What’s better than GOLD?
In the wake of two mega-mergers that have reset the gold industry, one small detail has delighted Mark Bristow, Barrick Gold Corp.’s chief executive officer: His company’s ability to secure the rights to trade its stock under the ticker GOLD in New York.
Barrick and newly merged Newmont Goldcorp Corp. are in a race to lure back generalist investors who fled the gold sector years ago. While Newmont has the advantage of size — it’s bigger by market capitalization and production — having the ticker GOLD certainly can’t hurt in the fight for brand recognition.
“If you want to be relevant in this world, you’ve got to attract a broader base of investors,” Bristow said in a phone interview Thursday. “A combination of the GOLD, and revitalizing the Barrick brand itself, is an exciting thing.”
Welcome to the gold industry’s new reality. For years, the two companies ran neck-and-neck on gold production, with Newmont generally lagging. Then Barrick executed its $5.4 billion acquisition of Randgold Resources Ltd. in September and Newmont followed up in January by buying Goldcorp Inc. for $10 billion, making itself the world’s largest gold miner by a comfortable margin.
Now the two giants are locked into a new kind of battle, for the hearts and minds of investors.
“If you’re a generalist fund manager there’s a huge gap between these two and the rest,” James Bell, an analyst at RBC Capital Markets, said in a telephone interview. “Why bother with the headache of understanding the rest of these companies and the challenges they have?”
Bristow, the latest in a string of high-profile Barrick leaders from its late founder Peter Munk to Executive Chairman John Thornton, said in a Thursday interview that the new Barrick doesn’t “look at anyone in the gold industry as competitors.”
Instead, Bristow said, “we have much more ambitious comparatives to beat. We want to position ourselves as the ‘go to’ resource company.”
Meanwhile, Gary Goldberg, Newmont’s CEO since March 2013, is more low-key. For years, Goldberg said he didn’t care about being the world’s largest gold miner. He then went on to quietly claim the title, fend off a hostile bid by Barrick, and extend his lead with the Goldcorp merger.
“When it comes to a gold company, it’s not just about investing in the potential to join in a price rise,” he said in an interview. “It’s also the fact that we’re disciplined in how we’re focused on returns.”
Goldberg is retiring this year. His successor, Tom Palmer, has a strong mining pedigree, but is less of a public figure than Bristow, whose colorful quotes have regularly established him as part of the news cycle. He and Bristow will need to cooperate as they implement a sweeping joint venture in Nevada.
Generalist investors want companies that are “good, steady, stewards of shareholder value,” Goldberg said, arguing that Newmont stands out versus the rest of the pack, especially in North America. He cites the company’s quarterly dividend as a case in point.

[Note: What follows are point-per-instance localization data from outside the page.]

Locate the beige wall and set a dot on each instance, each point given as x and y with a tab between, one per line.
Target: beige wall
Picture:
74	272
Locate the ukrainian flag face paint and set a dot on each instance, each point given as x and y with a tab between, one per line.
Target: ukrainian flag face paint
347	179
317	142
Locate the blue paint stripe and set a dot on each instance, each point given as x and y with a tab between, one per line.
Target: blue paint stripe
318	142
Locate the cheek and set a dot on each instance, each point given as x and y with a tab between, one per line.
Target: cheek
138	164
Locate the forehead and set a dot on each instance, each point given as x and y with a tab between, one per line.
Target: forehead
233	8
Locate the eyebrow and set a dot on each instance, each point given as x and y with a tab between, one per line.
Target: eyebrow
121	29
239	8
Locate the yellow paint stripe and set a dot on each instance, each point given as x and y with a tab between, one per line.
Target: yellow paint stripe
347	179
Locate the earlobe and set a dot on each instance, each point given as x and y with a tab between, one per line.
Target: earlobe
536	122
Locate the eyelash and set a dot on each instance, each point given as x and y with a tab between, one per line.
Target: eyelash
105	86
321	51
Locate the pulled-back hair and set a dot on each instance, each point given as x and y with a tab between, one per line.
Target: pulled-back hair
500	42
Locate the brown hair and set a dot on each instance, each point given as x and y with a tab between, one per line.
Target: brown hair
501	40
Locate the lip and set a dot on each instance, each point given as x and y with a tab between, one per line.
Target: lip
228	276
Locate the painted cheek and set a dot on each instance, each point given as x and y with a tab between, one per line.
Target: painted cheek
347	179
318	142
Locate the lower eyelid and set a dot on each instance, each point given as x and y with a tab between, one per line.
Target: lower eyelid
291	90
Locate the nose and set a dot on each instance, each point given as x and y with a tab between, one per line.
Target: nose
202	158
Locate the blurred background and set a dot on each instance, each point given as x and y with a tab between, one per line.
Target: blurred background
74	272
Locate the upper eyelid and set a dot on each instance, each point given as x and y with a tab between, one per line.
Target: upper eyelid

The Greenwood Village, Colorado-based miner has raised its dividend three times since 2016 as part of its effort to woo back generalist investors. At 14 cents, the current payout is a full dime more than Barrick’s.
Newmont is also the only gold miner on the S&P 500, an advantage Bristow acknowledges — but Barrick has the GOLD ticker on the NYSE previously carried by Randgold’s American depositary receipts. Both executives extol the strength of their assets, their liquidity, and their ability to deliver long-term value to shareholders.
While the two are clearly the dominant producers in the space, dwarfing smaller rivals, they remain relatively small compared with other natural resource companies. Unlike the world’s best copper, coal and iron ore deposits — the giant Chuquicamata copper mine in Chile has been operating since the 19th century, and has at least another 50 years of life — gold deposits are relatively small and short in life.
Replacing the ounces of gold mined each year is already a challenge for Barrick and Newmont, especially from deposits with a high enough concentration of the precious metal to be economically resilient when prices fall.
The question now is how best to build investor interest moving forward.
Badly run, bloated with debt, and heavy with potentially unprofitable projects, the sector scared away most of the generalists investors years ago. More recently, much of the investor support has instead been funneled into exchange-traded funds — in particular SPDR Gold Shares, the biggest bullion-backed ETF — and, more recently, streaming and royalty companies.
“The challenge when you talk to the big generalist funds is that you know, going in, they don’t need to own a gold stock,” Sean Boyd, the CEO of Agnico Eagle Mines Ltd., said in an interview. “They’re just looking for a solid underlying business that gives them more leverage, potentially,” than ETFs.
But there may be light at the end of this tunnel. Boyd, Goldberg and Bristow all say they’re seeing renewed interest from generalist investors, and Bristow says he’s been approached by a number of state-owned pension funds in recent weeks.
“These funds are getting bigger and bigger,” he said. “And they too have to find places where they can get a sizeable exposure, and it moves their dial.”